Rongbuk Re-Visited: Geochronology of Leucogranites in the Footwall of the South Tibetan Detachment System, Everest Region, Southern Tibet

Document Type

Article

Publication Date

6-15-2015

Abstract

The Hermit's Gorge area adjacent to the Rongbuk Glacier on the north side of Mount Everest is a critical location to establish the timing and duration of movement along the ductile strand of the South Tibetan Detachment system (STDS), a low-angle, north-dipping normal fault that bounds the upper part of the Greater Himalayan Sequence. Monazite from four leucogranite samples in the Hermit's Gorge that bracket the timing of ductile fabric development has been dated using both U/Th–Pb ID-TIMS and LA-MC-ICPMS. Results suggest that the earliest, ~ 16.4 Ma, leucogranite sills have been folded and deformed along with the host sillimanite gneisses and calc-silicates whereas structurally higher sills and dykes that post-date fabric development are slightly younger, all within uncertainty of one another at 15.6 to 15.4 Ma.
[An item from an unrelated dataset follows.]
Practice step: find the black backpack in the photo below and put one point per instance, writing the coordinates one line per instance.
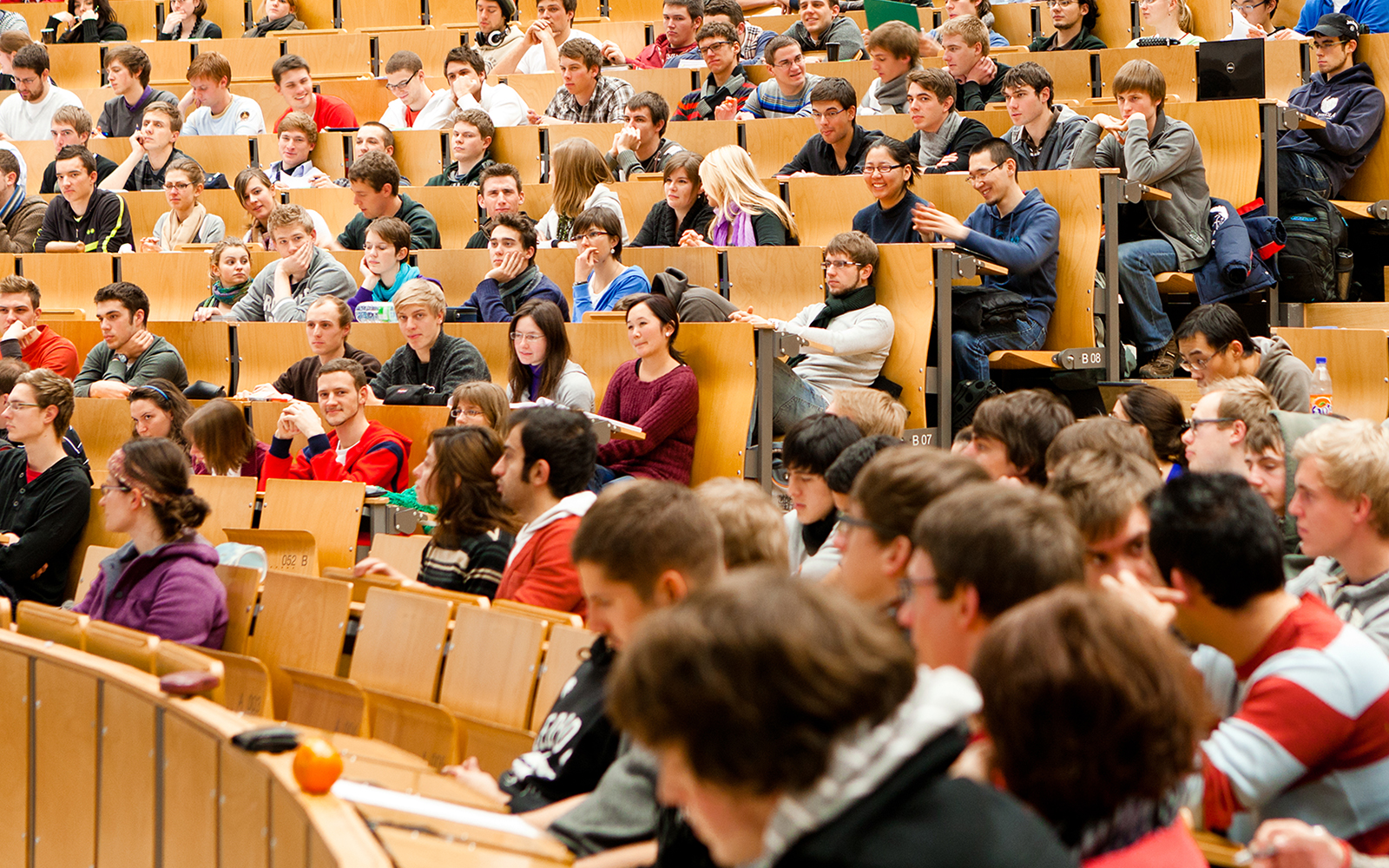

Field relations combined with age data constrain ductile fabric formation associated with movement along this strand of the STDS as being on-going at 16.4 Ma but had ceased prior to 15.6 Ma, while brittle faulting along the STDS is younger than 15.4 Ma. Combined with data from the Everest massif and surrounding region, ages of granite crystallization and ductile shearing propagated up-structural section and northward with time.